Direction chambre 110, où Claire Oppert retrouve Marie, 51 ans. C’est elle qui a eu des traitements très lourds dans la matinée. Claire ne sait pas si c’est le bon moment. "Vous allez voir Marie ? Oh, que je suis heureuse pour elle !", lance Mireille Mion, responsable des bénévoles. Atteinte d’un grave cancer, en reconnaissant la silhouette filigrane de Claire encombrée de son violoncelle dans le petit espace de sa chambre, Marie se lève légèrement sur son lit. "Je viens pour jouer de la musique", avance Claire, prête à faire demi-tour si ce n’est pas le bon moment. "Oui, je vous ai entendue tout à l’heure, je savais que ce n’était pas un disque", répond la patiente. Celle-ci demande aussitôt de jouer "quelque chose de pas triste. Du rock ?" Pas tellement équipée sur le moment en partitions pour le rock, Claire revient à Schubert. Finalement, les deux femmes tombent d’accord : "Trois préludes" de Gershwin. Dès les premières notes, Marie ferme les yeux, elle sourit en hochant la tête. Claire suggère ensuite le concerto 2 de Rachmaninov, en expliquant qu’elle connaît mieux le répertoire classique. "Vous allez peut-être aimer". "Oui, c’est très beau", reconnaît la patiente qui, dès les premières notes, retrouve une respiration apaisée. Puis, elle convainc la violoncelliste de jouer "Englishman in New York" de Sting. Métamorphosée, Marie chante les paroles dans un parfait anglais. "J’étais parolière chez Warner Bross, j’ai même composé une chanson, c’est pour cela… ", explique-t-elle en ajoutant : "Votre musique m’a offert un répit. J’ai pu m’évader, quitter ma colère. Vous reviendrez la semaine prochaine ?", demande-t-elle à la fin à Claire.
Des recentrages de l’âme
Chez une personne malade ou non malade, la musique a ce pouvoir d’entraîner. “Elle rejoint toujours une partie qui n’est pas malade. Elle recentre la personne sur son noyau central et elle ouvre l’âme. Avec la musique, Marie a pu quitter ses pensées noires pour retrouver une présence réconfortante en elle-même. D’où cet élan de joie. Et si la joie circule, alors la vie circule”, conclut Claire.

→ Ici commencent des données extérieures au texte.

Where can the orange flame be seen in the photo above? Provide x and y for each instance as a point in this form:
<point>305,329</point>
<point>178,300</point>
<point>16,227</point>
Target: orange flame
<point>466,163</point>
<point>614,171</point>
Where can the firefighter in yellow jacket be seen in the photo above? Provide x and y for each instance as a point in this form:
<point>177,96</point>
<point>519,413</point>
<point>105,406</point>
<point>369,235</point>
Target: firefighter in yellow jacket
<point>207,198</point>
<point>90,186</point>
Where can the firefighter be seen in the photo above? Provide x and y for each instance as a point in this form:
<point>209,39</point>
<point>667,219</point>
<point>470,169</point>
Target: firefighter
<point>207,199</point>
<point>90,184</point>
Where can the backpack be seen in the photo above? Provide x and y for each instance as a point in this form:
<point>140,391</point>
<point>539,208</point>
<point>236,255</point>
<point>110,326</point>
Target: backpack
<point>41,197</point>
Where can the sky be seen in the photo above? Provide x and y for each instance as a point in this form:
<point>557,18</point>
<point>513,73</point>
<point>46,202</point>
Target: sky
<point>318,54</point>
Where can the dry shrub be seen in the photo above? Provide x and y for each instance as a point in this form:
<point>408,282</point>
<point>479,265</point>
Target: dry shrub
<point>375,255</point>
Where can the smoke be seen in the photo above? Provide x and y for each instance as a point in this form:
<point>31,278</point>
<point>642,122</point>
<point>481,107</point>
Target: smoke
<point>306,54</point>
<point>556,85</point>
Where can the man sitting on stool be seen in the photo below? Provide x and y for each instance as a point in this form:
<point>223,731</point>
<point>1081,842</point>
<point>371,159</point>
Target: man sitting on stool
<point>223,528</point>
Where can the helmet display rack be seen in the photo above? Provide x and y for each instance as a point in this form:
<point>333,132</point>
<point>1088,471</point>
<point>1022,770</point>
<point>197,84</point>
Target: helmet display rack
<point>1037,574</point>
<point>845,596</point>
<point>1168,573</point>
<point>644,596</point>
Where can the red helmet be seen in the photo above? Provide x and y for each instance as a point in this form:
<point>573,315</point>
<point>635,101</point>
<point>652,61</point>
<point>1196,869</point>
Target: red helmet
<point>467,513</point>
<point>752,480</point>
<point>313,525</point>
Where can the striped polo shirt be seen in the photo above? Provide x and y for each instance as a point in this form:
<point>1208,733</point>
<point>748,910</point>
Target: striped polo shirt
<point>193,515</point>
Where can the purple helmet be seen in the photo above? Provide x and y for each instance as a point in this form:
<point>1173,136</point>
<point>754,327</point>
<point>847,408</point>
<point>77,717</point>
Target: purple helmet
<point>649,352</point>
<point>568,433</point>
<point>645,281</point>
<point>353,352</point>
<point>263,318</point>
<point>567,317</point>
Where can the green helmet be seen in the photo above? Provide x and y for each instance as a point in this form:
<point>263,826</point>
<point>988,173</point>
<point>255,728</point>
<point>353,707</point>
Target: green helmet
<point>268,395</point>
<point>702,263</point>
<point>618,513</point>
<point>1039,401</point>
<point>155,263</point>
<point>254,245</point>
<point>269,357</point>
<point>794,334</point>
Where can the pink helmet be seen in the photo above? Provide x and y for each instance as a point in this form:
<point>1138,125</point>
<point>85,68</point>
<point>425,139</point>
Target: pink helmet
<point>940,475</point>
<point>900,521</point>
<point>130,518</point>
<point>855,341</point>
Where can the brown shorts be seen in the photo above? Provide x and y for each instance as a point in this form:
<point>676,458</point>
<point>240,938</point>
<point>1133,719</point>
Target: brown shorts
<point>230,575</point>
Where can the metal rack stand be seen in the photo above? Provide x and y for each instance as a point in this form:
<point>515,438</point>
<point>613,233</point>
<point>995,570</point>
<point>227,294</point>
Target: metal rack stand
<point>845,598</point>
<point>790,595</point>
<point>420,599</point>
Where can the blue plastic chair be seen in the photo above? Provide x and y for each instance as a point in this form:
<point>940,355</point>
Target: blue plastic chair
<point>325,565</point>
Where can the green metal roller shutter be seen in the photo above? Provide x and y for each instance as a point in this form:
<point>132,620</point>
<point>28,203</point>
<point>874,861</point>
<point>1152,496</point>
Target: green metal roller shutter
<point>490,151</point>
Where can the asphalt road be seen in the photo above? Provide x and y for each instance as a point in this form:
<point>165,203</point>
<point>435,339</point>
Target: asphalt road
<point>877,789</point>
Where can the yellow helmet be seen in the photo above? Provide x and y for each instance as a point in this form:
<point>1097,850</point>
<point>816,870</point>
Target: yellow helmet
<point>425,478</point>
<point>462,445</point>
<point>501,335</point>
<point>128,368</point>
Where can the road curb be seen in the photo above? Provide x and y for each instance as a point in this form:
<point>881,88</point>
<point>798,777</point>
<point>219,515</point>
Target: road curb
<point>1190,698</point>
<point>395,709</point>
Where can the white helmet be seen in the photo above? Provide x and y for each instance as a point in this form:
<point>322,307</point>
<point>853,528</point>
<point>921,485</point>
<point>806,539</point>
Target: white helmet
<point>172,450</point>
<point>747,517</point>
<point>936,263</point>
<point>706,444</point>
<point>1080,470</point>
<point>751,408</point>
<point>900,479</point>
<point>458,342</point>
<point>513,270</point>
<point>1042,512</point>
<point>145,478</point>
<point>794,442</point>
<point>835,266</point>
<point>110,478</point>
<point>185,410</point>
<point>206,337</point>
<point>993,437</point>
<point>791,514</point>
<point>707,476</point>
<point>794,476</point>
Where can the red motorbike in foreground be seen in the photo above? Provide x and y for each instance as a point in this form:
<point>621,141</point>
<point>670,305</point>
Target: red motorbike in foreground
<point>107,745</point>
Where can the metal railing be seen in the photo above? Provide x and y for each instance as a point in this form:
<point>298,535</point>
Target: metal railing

Depuis 12 ans, Claire Oppert a joué pour plus de 2.000 patients dans leur chambre d’hôpital. Si on connaissait les vertus apaisantes de la musique, l’auteure d'un ouvrage sur son expérience de "musicienne-soignante" (Le Pansement Schubert, aux Editions Denoël) défend ses vertus thérapeutiques. "De façon tout à fait objective comme le montre l’étude clinique "Pansement Schubert", née de cette expérience spontanée, la musique peut diminuer les anxiétés et les douleurs de façon massive. Il y a beaucoup de miracles, au sens défini par le poète Christian Bobin : des élancements de la fusée du cœur, des éclaircissements de la pensée, des recentrages de l’âme", souligne celle qui est titulaire aussi d'un diplôme universitaire d'art-thérapie.
Si le corps est atteint par la maladie, la dignité profonde n’est pas touchée.
La musique dans un service pour les personnes en fin de vie, ce n'est pas seulement un petit plus. C’est quelque chose d’essentiel, explique-t-elle, qui touche "une partie fondamentale de la personne humaine et de la personne malade". Si le corps est atteint par la maladie, la dignité profonde n’est pas touchée. "En soins palliatifs, on s’intéresse à la personne plus qu’à la maladie, on se concentre sur la personne humaine dans toutes les dimensions de son être, car on ne peut que soulager les symptômes de la maladie, dont l’issue est connue. Et c’est la musique qui a ce pouvoir extraordinaire d’accompagner le patient "afin qu’il fasse de son
mieux", et de faire surgir un élan de joie profonde, souvent partagé par les proches et par les soignants.
*Les prénoms des personnes malades ont été changés.